Rising tensions between Orthodox and Muslims following a priest’s murder
Patriarch Kirill and Grand Mufti Gainuddin try to calm things down. Fr Daniil Sysoyev, a fiery missionary, had many enemies among Islamic extremists and Russian ultranationalists. No lead has yet emerged in the investigation to find his assassin.
Moscow (AsiaNews) – Muslim and Orthodox religious leaders are trying to appease confessional tensions following the killing of a controversial Orthodox clergyman known for his outspoken criticism of Muslims. The “murder in the cathedral” of Fr Daniil Sysoyev, which took place the evening of 17 November, perhaps at the hands of a Muslim fundamentalist, might stoke tension between Christians and Muslims in Russia. The murder has set off alarm bells in a country where Islamophobia mixed with ethnic hatred have led to the highest number of violent deaths in Europe.

Ravil Gainutdin, chairman of the Muftis' Council of Russia, extended his condolences to the Russian Orthodox Church and the family of the dead priest. The grand mufti called on people not to speculate on possible motives, and reiterated his community’s opposition to “any extreme act or act of terror”.

Patriarch Kirill, head of the Russian Orthodox Church, tried to downplay the incident, urging people not to quickly draw any conclusions against this or that group. He also distanced himself from the 35-year-old dead priest who was a leading figure in the fight against Islamic extremism and ultra-nationalism.

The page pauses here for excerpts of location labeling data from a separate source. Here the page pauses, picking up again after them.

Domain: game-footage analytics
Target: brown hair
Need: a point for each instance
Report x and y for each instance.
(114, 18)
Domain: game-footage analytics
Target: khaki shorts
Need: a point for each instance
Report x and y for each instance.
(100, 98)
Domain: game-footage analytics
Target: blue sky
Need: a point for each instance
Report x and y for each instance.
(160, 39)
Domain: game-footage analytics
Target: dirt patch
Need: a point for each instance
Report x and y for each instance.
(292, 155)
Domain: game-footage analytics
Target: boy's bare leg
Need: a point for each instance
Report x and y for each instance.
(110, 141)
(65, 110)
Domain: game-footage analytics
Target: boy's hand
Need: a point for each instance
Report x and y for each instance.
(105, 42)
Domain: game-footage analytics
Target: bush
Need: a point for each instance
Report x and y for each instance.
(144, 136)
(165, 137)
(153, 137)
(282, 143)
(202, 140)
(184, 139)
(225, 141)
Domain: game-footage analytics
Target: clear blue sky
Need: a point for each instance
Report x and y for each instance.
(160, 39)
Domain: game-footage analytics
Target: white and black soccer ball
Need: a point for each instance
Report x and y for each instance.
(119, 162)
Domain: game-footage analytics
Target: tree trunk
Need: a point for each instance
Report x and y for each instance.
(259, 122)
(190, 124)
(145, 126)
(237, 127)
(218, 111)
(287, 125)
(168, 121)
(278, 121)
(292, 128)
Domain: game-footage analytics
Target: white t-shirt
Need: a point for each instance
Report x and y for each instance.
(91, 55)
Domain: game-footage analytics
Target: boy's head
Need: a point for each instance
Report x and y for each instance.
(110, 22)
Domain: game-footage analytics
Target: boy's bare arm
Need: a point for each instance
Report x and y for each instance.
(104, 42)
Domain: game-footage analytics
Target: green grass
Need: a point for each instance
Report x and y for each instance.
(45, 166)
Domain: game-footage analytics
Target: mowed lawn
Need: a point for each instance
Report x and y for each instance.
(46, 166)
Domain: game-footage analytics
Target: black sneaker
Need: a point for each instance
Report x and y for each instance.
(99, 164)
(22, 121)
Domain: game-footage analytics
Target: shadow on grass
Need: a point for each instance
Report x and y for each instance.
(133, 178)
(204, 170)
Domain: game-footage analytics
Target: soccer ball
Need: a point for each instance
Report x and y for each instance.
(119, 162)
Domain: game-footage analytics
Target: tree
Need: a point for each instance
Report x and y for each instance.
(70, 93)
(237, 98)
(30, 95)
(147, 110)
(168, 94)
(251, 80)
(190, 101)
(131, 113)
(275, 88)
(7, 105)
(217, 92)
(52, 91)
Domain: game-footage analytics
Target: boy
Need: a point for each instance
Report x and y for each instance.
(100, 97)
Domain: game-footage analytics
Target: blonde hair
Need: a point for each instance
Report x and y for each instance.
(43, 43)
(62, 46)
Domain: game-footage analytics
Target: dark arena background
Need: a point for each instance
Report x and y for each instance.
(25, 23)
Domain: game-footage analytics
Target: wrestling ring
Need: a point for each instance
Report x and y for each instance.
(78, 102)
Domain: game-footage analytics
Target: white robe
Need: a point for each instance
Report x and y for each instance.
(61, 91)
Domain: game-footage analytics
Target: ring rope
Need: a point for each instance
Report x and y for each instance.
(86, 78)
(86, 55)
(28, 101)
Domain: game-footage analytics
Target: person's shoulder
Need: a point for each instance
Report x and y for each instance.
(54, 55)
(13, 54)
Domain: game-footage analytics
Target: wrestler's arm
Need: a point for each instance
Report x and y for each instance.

Known as the Russian Salman Rushdie, Fr Sysoyev was shot four times in the Church of Saint Thomas in Moscow. The choirmaster was also wounded during the attack. The murderer entered the church wearing anti-flu masked and a gun with silencer.

Investigators believe that religion might be the main factor in the murder.

A missionary with the zeal of a latter-day crusader, Fr Sysoyev was also a respected theologian.

On his blog and in a recent interview with Komsomolskaia Pravda, he had said that he had received at least ten death threats by e-mail and phone (“They [radical Islamists] want to cut my head off”).

Russia’s security service, the FSB, was aware of the threats.

Given his work, it was easy for Fr Sysoyev to make enemies. Not only was he was involved in evangelisation among immigrants from the Caucasus and Asia, but he was especially known for promoting the idea in books and online that dialogue with Islam was impossible and that women were treated like slaves in the Muslim world.

His enemies included some ultra-nationalist groups and Stalinist diehards. On his blog LiveJournal, he wrote on the anniversary of the Bolshevik revolution earlier this month that Christians should not even sit at the same table with Communists.

There is no clear lead in the investigation yet, but for many he was an “infidel”. His death was in fact met with cheers on Internet forums for radical Islamists, some acknowledging that they had dreamt of knifing him to death personally.

Fr Sysoyev’s funeral took place last Sunday with hundreds attending. Many of those who left the church after the function expressed anger and blamed the Muslim community, the Russian press reported.

The crime continues to resonate across the country and is putting strains on the already fragile relationship between the dominant Orthodox Church and Muslims, who constitute Russia’s second largest religious group and Europe’s largest Muslim community (20 million members).